In het detentiecentrum Rotterdam is bijna geen hoop. Mannen zonder verblijfspapieren wachten er op hun uitzetting. In de praktijk blijkt dat uitzetten lastig: in 5 jaar lukte het Nederland bij tienduizend mensen niet.

"Ik ben onuitzetbaar", roept een jonge man in vloeiend Nederlands vanuit de sportzaal. Maatschappelijk werker Carla geeft een rondleiding door het uitzetcentrum in Rotterdam. In zijn sportkleding lijkt de jongen zo weggelopen te zijn van een sportopleiding in de buurt.

info

Bijna nooit mag er iemand naar binnen, en met een camera lukt het je zeker niet. Toch kreeg radioverslaggever Laura Kors een rondleiding door het detentiecentrum in Rotterdam, waar mannen zonder verblijfsvergunning wachten op hun uitzetting. Wat er in het centrum gebeurt is niet te zien, maar nu toch te horen.

Krijg toch allemaal de klere

Hij vertelt dat hij bijna dagelijks naar EenVandaag kijkt en zet zonder moeite 'Krijg toch allemaal de klere' van Danny de Munk in. Toch is deze man geen Nederlander, maar is hij illegaal in ons land. Het lijkt vreemd, maar het kan wel, vertelt Carla later. De jongen had een verblijfstatus, maar die is vanwege 'antecedenten' weer ingetrokken: een sjieke term voor een strafblad.
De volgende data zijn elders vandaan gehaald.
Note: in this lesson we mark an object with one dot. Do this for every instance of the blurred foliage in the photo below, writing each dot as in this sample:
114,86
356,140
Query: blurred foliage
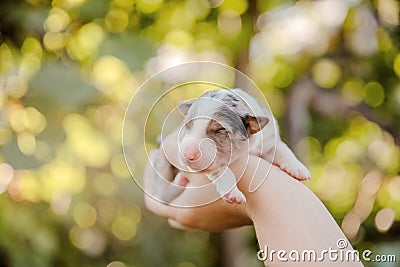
69,67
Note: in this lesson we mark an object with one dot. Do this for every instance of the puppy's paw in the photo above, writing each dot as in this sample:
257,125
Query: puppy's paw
297,171
234,196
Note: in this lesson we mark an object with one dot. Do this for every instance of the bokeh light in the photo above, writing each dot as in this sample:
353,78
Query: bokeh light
68,69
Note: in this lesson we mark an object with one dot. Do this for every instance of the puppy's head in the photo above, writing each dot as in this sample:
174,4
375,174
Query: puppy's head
216,129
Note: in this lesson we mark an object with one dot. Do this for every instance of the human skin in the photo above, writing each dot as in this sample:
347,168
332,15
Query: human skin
286,215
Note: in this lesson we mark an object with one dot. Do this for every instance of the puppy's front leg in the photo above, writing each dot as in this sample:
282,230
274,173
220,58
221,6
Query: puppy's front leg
287,161
225,183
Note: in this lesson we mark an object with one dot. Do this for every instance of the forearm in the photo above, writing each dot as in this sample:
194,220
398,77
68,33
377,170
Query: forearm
288,216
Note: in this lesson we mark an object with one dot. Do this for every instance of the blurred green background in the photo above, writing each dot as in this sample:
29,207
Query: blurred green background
68,68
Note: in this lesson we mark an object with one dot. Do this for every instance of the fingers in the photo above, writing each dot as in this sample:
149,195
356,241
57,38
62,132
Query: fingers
174,224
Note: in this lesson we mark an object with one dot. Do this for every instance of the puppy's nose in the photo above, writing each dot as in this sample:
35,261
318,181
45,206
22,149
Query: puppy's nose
191,155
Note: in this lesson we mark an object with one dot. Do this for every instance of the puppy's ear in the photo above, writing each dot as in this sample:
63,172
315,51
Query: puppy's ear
254,124
184,106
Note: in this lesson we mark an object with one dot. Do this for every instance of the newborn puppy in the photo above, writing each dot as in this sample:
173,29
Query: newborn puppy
219,127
De kans dat hij Nederland ineens verlaat lijkt klein. Op de vraag waar hij heen gaat na zijn tijd in het centrum, laat hij het luid en duidelijk weten: Nederland. Er is niet veel over hem bekend. "Hij kwam hier binnen als 'no-namer'", zegt Carla, "Hij weigerde zijn naam te geven." De jongen is wel aardig tegen het personeel.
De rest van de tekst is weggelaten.